Du schläfst noch fein in Deinem Bettlein, wenn ich jetzt zu Dir komme. Ach, und wenn ich es könnte, ich wollt ganz leis, ganz sacht nur einmal hinschauen, wo mein Liebstes schlummert, wollt es segnen mit meinem Blick – und dann ganz froh und glücklich wieder mich ans Werk machen: Mein! Mein!!! Mein liebes Weib!!! Oh Schätzelein! Diese Vorstellung macht mich doch schon im Geiste ganz froh und glücklich – Du! Du!!! Liebes Menschenkind! Ich muß Dich sooo liebhaben! Ach Du! Du!!! Da eilt die Sehnsucht nun immerzu nach dem einen Orte, nach dem einen Segen, nach dem einen Menschen – Wunder der Liebe! O Herzelein! Geht all, all zu Dir, meine Sehnsucht – fließt unablässig – fließt einem tiefen großen Herzen zu, es ganz zu füllen – und ein Strom kommt mir zurück und füllt mein Herze – füllt das Liebesehnende ganz – oh Du! Du!!! Wir haben einander sooo lieb!

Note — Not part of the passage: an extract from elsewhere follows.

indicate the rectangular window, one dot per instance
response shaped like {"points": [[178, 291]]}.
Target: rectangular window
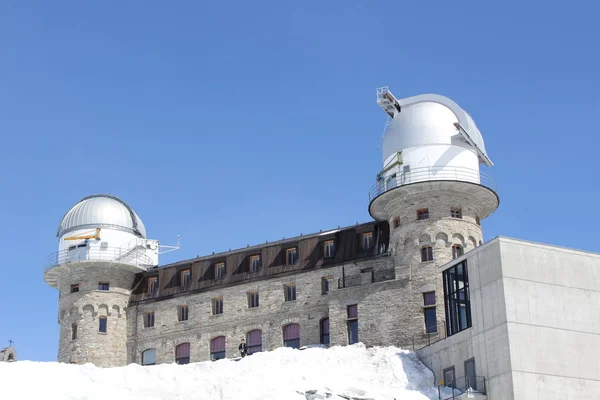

Herzelein! Es ist gar nicht mehr Heiligabend, es ist schon Weihnachtsmorgen, da ich zu Dir komme.

Wo das Mannerli gewesen ist? Ach Du, ich hätte gestern jede, auch die liebste Einladung ausgeschlagen – weil ich nur mit Dir Weihnacht feiern wollte. Nun laß Dir erzählen. Kein schönrer Nachmittag als der, der dem Heiligabend entgegendämmert. Getan alle Arbeit. Nur hier und da noch letzte Hand gelegt an Kleinig keiten [sic] – und nur noch geheimnisvolles Auf und Ab – und sonst schon lauter inneres Zurüsten für den Heiligabend. Selbst die Mutter, die nimmerruhende ein mal [sic] fertig, einmal ganz sichtbar bereit zu Rast und Feier – daran mußt ich denken, als ich mich nach dem Mittag ein wenig niederlegte, vor mir froh einen ganz, ganz freien Abend,. [durchgestrichener Beistrich] ½ 4 Uhr erwachte ich aus meinem Schläfchen, und legte ich letzte Hand an. Stellte die Lichte in mein Kränzlein, fegte und lüftete noch einmal die Stube – und trank dann meinen Kaffee. Denk an: wir haben doch einen Kameraden, der seine Frau hier wohnen hat, sie arbeitet in der Gesandtschaft. Die war so lieb, und hat uns Kuchen und eine Flasche Steinhäger mitgeschickt. Die Flasche haben wir unter fünf Mann verlöst [sic] – fiel natürlich aufs Mannerli und ich hab gleich noch mal losen lassen. Aber vom Kuchen bin ich nicht zurückgetreten. Und den schnabulierte ich nun zum Kaffee. Und dann war es Zeit, zur Vesper zu gehen. Die dritte Woche liegt hier nun schon ein Nebel, manchmal dünner, manchmal dichter – wir haben vom Mond überhaupt noch nichts gesehen, nur einmal das erste Sichlein. Und so ist das Wetter noch, feucht die Luft, meist milde – ganz unweihnachtlich. Unweihnachtlich auch die Stadt. Nur im Zentrum spürt man etwas von der letzten Geschäftigkeit, und an der Reihe der parkenden Luxuswagen sieht man, die reichen [sic], richtiger die Geldleute kaufen ein – sie können mit ihrem Geldsack es sich erlauben, am letzten Abend noch einzukaufen; aber wir sind darum viel, viel reicher – Du! Du!!! Und ich bin das reichste Mannerli – mit Dir!!! Du!!!!!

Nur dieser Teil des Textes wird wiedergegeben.